Changes in maturity and hormone levels of WM Chinese jujube fruit in response to ABA and NDGA

To explore the role of ABA in regulating Chinese jujube fruit ripening, WM fruit were harvested and treated with exogenous ABA or NDGA. As expected, the endogenous ABA concentration strongly increased and remained at a high level during shelf storage in ABA-treated fruit (Fig. 6a). At 3 DAT, a moderate peak in ABA content was found in both CK- and ABA-treated fruit, although the content was slightly lower in NDGA-treated fruit at this time point. The changes in respiration rate first tended to decrease but then tended to moderately increase during storage (Fig. 6b). Exogenous ABA treatment highly increased the respiration rate at 1 DAT, but the effect was subsequently not as significant. NDGA significantly inhibited fruit respiration, as the level decreased in the treated fruit compared with the control fruit. In addition, ethylene production was very low, and ABA treatment induced a significant increase at 1 DAT, while NDGA had a limited effect on ethylene production (Fig. 6c).

Fig. 6
figure6

Changes in hormone levels, respiration rate, and ethylene production of WM ‘Dongzao’ fruit in response to exogenous ABA and NDGA treatment. a. Endogenous ABA content. b. Respiration rate. c. Ethylene production. The different letters over the bars represent significant differences between the mean values (p < 0.05, Duncan test)

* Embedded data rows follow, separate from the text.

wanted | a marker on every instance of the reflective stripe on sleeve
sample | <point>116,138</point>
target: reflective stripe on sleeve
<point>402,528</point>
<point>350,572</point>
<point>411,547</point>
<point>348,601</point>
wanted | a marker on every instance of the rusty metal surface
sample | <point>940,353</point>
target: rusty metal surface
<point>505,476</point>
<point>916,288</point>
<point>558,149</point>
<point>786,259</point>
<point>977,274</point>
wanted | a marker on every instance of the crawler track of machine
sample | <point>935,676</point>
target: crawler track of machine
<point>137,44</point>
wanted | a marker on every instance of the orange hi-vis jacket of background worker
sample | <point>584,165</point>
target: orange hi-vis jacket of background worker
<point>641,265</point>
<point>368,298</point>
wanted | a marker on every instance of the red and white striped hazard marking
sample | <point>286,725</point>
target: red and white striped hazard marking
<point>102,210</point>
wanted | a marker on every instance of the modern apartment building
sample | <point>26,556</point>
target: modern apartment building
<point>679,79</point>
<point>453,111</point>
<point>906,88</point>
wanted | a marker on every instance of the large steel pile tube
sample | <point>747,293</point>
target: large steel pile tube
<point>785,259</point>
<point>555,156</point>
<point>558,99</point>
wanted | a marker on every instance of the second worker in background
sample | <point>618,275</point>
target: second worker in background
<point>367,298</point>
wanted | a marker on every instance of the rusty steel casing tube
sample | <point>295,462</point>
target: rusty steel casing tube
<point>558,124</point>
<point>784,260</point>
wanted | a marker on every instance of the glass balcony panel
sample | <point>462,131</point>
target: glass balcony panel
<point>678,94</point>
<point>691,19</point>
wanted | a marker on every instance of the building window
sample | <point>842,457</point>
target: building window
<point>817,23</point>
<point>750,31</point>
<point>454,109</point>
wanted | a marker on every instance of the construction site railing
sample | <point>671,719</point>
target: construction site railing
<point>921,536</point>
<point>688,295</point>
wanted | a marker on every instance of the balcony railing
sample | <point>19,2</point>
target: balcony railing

Identification of DEGs from comparative transcriptome analysis

To investigate the molecular basis of ABA-associated ripening processes, the WM jujube fruit that underwent ABA and NDGA treatment were subjected to transcriptome sequencing at 1 DAT. In total, 41.26 Gb of raw sequencing data comprising 275,139,538 reads were generated; after quality control, 271,970,678 clean reads were used for further analysis (Additional file 1). By alignment with the jujube genome, an average of 87.42% reads were uniquely mapped for each library (Additional file 2), and the relative expression levels of 31,031 transcripts were calculated. By comparative transcriptome analysis, 1103 DEGs were identified, with 456 upregulated and 647 downregulated transcripts detected in response to exogenous ABA (Fig. 7a). Moreover, 505 gene transcripts significantly changed in response to NDGA treatment, of which 45 genes were upregulated and 460 were downregulated (Fig. 7b). When these outputs were compared, 83 DEGs were simultaneously induced by both ABA and NDGA (Fig. 7c).

Fig. 7
figure7

Identification of DEGs in response to ABA and NDGA treatment at 1 DAT. a. Volcano plot analysis between the control (C) and ABA (A)-treated fruit. The green plot indicates the downregulated transcripts, and the red plot represents the upregulated transcripts. The threshold for DEGs was set at a fold change ≥2 and an FDR ≤ 0.05. b. Volcano plot analysis between the control (C) and NDGA (N)-treated fruit. c. Venn diagram showing the number of specific and common DEGs between the ABA and NDGA treatments

Functional enrichment of DEGs by GO, KEGG, and MapMan analyses

To reveal the differences in ABA and NDGA treatment effects on jujube fruit ripening, we enriched the putative function of specific DEGs using GO annotation, generating 31 and 32 classes at level 2 for the ABA (1020) and NDGA (422) treatments, respectively (Additional file 3). The membrane, cell part, and cell classes were highly represented in the cellular component (Fig. 8a). The catalytic activity and binding classes were highly enriched in molecular function. Last, the metabolic process, single-organism process, and cellular process were involved in the most highly enriched biological processes.

Fig. 8
figure8

Functional enrichment of DEGs induced by ABA and NDGA treatments. a. GO enrichment analysis. b. KEGG pathway analysis

The KEGG pathway analysis enriched the DEGs into 83 and 72 pathways for the ABA and NDGA treatments, respectively (Additional file 4). These pathways were mostly associated with 10 metabolic processes (Fig. 8b), including those affecting carbohydrates, amino acids, the biosynthesis of other secondary metabolites, other amino acids, energy, lipids, nucleotides, terpenoids and polyketides, cofactors and vitamins, and glycan biosynthesis and metabolism. Moreover, genes related to environmental adaptation, translation, replication and repair, folding, sorting and degradation, signaling transduction, membrane transport, and transport and catabolism were also highly represented in pathway enrichment in response to the treatments.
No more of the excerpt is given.